Потом им дали попить воды, по куску хлеба и по тарелочке щей. И в темноте доставили обратно в ту же камеру. Зюнсера и Пинхаса пришлось нести.
Пинхас сосредоточился на своем рассказе, собственные крики он слышал словно со стороны. Когда его били, с каждой раной к рассказу добавлялась фраза, мозг воспринимал удар как однообразное хлопанье фрамуги об оконную раму:
– Ребе, вы заметили, что сегодня у нас нет солнца? – спросил Мендл вместо приветствия.
– Мои ставни плотно закрыты, чтобы не слышать шума снаружи.
– И никто больше не говорил об этом на утренней молитве?
– Никто еще не приходил, – сказал раввин, продолжая изучать трактат.
– И вас это не удивляло?
– Удивляло. Удивляло, пока ты не сказал мне про солнце. Теперь я понимаю: ни один разумный человек не проснется, чтобы встречать рассвет, который никогда не настанет.
Когда снова зажглась лампочка, никто не спал. Зюнсер мысленно примирялся с собой, готовясь к неминуемой смерти. Пальцы на его левой руке вывернули и сплющили. Ноготь остался только на одном большом.
У Пинхаса был вопрос к Зюнсеру:
– Во всех ваших книгах судьбу понимают как что-то вроде комара, которого можно прогнать. Все ваши персонажи борются за жизнь, вы же ведете себя как жертва. Вы должны были знать, что они придут.
– Хороший вопрос, – сказал Зюнсер. – По существу. И я отвечу на вопрос вопросом: зачем мне всегда быть тем, кто выживает? Я видел, как европейские евреи вылетели пеплом из труб. Я похоронил жену и сына. Я действительно считаю, – хоть и говорят, что от судьбы не уйдешь, – что такое возможно. Но почему вы думаете, что цель – жить? – Зюнсер подтащил изувеченную руку себе на грудь. – Сколько еще трагедий должен я пережить? Пусть кто-нибудь станет свидетелем моей.
Брецкий с ним не согласился:
– Мы потеряли наш мир, это верно. И все же человек не может обречь себя на смерть из-за того, что выжил, когда умирали другие. Нельзя вечно дрожать во мраке концлагерей.
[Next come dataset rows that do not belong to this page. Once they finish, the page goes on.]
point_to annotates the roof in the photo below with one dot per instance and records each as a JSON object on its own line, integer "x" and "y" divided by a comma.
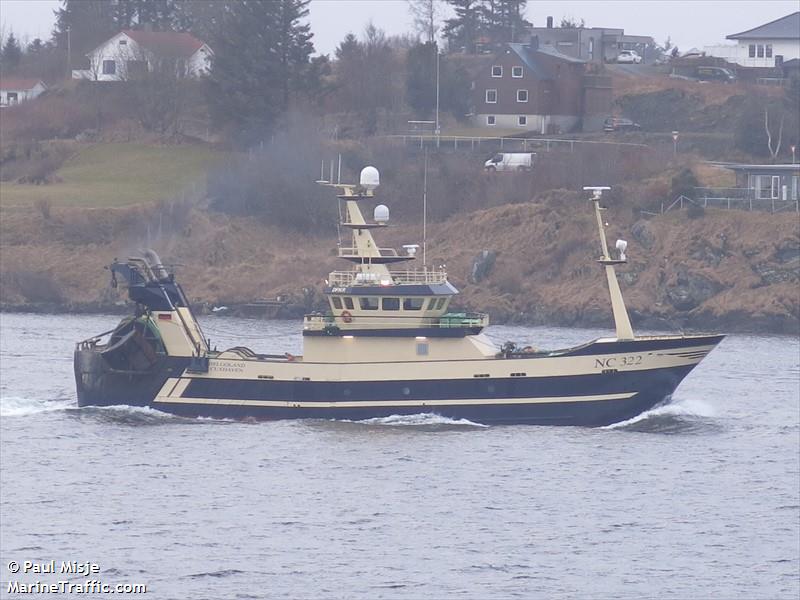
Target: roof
{"x": 523, "y": 51}
{"x": 19, "y": 83}
{"x": 787, "y": 27}
{"x": 164, "y": 43}
{"x": 528, "y": 56}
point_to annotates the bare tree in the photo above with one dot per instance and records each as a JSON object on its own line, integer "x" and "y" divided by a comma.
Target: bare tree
{"x": 773, "y": 152}
{"x": 427, "y": 15}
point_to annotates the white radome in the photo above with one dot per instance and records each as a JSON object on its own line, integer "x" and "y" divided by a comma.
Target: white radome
{"x": 370, "y": 178}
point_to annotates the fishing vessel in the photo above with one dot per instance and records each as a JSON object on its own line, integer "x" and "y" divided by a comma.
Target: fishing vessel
{"x": 387, "y": 344}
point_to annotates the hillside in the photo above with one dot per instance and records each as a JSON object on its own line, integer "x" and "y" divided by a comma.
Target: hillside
{"x": 730, "y": 270}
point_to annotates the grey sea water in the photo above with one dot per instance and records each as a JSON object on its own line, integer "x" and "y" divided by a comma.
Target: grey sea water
{"x": 699, "y": 499}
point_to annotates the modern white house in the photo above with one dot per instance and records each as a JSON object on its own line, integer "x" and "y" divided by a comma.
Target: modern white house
{"x": 14, "y": 90}
{"x": 768, "y": 45}
{"x": 130, "y": 53}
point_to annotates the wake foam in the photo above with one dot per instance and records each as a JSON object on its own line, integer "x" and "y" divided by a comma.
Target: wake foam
{"x": 419, "y": 420}
{"x": 17, "y": 406}
{"x": 679, "y": 417}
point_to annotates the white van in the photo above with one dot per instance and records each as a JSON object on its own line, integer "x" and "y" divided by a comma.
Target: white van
{"x": 510, "y": 161}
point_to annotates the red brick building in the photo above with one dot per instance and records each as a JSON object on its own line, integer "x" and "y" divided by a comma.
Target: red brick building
{"x": 539, "y": 89}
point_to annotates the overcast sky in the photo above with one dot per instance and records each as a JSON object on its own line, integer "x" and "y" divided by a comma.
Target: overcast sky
{"x": 688, "y": 22}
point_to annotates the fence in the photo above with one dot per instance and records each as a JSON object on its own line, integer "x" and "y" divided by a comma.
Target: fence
{"x": 510, "y": 144}
{"x": 733, "y": 198}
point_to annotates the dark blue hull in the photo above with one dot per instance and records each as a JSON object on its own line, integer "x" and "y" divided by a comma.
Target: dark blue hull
{"x": 586, "y": 400}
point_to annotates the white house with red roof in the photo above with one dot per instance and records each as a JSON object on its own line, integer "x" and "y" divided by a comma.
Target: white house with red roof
{"x": 14, "y": 90}
{"x": 768, "y": 45}
{"x": 130, "y": 53}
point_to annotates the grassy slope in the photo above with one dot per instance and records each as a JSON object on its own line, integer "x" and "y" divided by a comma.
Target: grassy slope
{"x": 117, "y": 174}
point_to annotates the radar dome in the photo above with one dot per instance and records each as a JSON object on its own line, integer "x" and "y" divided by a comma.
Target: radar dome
{"x": 381, "y": 214}
{"x": 370, "y": 179}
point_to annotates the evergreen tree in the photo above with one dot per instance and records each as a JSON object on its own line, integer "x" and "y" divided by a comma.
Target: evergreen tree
{"x": 293, "y": 46}
{"x": 421, "y": 78}
{"x": 11, "y": 53}
{"x": 505, "y": 20}
{"x": 81, "y": 25}
{"x": 261, "y": 56}
{"x": 463, "y": 30}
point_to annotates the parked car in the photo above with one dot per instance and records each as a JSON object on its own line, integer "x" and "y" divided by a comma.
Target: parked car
{"x": 510, "y": 161}
{"x": 620, "y": 124}
{"x": 716, "y": 74}
{"x": 629, "y": 56}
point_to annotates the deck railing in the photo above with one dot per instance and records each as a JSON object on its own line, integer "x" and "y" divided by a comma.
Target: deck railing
{"x": 418, "y": 277}
{"x": 359, "y": 321}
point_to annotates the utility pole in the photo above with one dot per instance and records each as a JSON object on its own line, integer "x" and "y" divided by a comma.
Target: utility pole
{"x": 436, "y": 47}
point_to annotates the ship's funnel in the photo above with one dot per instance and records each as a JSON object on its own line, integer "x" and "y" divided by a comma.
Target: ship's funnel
{"x": 154, "y": 262}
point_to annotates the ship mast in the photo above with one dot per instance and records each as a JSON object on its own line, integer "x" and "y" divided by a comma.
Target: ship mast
{"x": 621, "y": 320}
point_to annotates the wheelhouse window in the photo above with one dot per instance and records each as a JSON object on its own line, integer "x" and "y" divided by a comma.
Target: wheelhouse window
{"x": 391, "y": 304}
{"x": 413, "y": 303}
{"x": 368, "y": 303}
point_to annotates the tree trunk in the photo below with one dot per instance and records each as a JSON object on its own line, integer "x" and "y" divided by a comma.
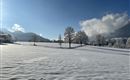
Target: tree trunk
{"x": 69, "y": 44}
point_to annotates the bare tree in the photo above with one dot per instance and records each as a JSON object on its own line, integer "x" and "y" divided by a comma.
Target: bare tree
{"x": 100, "y": 40}
{"x": 69, "y": 35}
{"x": 81, "y": 37}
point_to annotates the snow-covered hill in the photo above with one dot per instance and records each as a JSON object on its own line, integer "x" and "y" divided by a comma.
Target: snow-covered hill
{"x": 27, "y": 62}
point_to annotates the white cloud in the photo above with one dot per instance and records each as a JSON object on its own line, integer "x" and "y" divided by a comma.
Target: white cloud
{"x": 107, "y": 24}
{"x": 17, "y": 27}
{"x": 40, "y": 35}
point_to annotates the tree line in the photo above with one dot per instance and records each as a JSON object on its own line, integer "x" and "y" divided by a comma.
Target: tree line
{"x": 70, "y": 36}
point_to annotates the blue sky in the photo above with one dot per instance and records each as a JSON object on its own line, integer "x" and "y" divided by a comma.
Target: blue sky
{"x": 51, "y": 17}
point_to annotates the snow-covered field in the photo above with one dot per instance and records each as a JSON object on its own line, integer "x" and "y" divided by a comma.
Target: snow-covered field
{"x": 47, "y": 61}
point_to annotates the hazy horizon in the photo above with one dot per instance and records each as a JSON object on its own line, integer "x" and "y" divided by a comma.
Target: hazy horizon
{"x": 50, "y": 18}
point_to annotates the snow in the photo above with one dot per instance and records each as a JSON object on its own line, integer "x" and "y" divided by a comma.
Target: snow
{"x": 47, "y": 61}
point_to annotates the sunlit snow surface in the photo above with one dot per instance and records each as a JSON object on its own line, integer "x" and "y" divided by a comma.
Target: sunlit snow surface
{"x": 47, "y": 61}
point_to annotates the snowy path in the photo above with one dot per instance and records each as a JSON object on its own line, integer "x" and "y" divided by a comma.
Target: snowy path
{"x": 23, "y": 62}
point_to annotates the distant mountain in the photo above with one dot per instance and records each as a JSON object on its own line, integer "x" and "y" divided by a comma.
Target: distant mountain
{"x": 122, "y": 32}
{"x": 22, "y": 36}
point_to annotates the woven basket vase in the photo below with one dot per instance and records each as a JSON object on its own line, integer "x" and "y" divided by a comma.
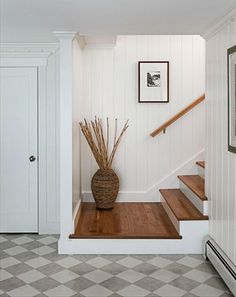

– Я бы все отдал, лишь бы выбраться отсюда, – сказал Коринский.
Зюнсер поднял глаза к потолку.
– Вот единственное правило, которого я придерживался в каждом своем рассказе. У человека отчаявшегося выбора не бывает.
– Значит, – спросил Пинхас, а для него в комнате никого не существовало, кроме его учителя, – вы считаете, что я оказался здесь вместе с вами случайно? И это не часть великого замысла, некоего космического равновесия, этакой грандиозной шутки небес?
– Думаю, какой-то служащий допустил ошибку.
– Думать так, – сказал Пинхас, – для меня невыносимо.
Все эти разговоры дались Зюнсеру нелегко, он закашлялся и сплюнул сгусток крови. Пинхас хотел помочь Зюнсеру, но не мог подняться. Брецкий и Коринский встали.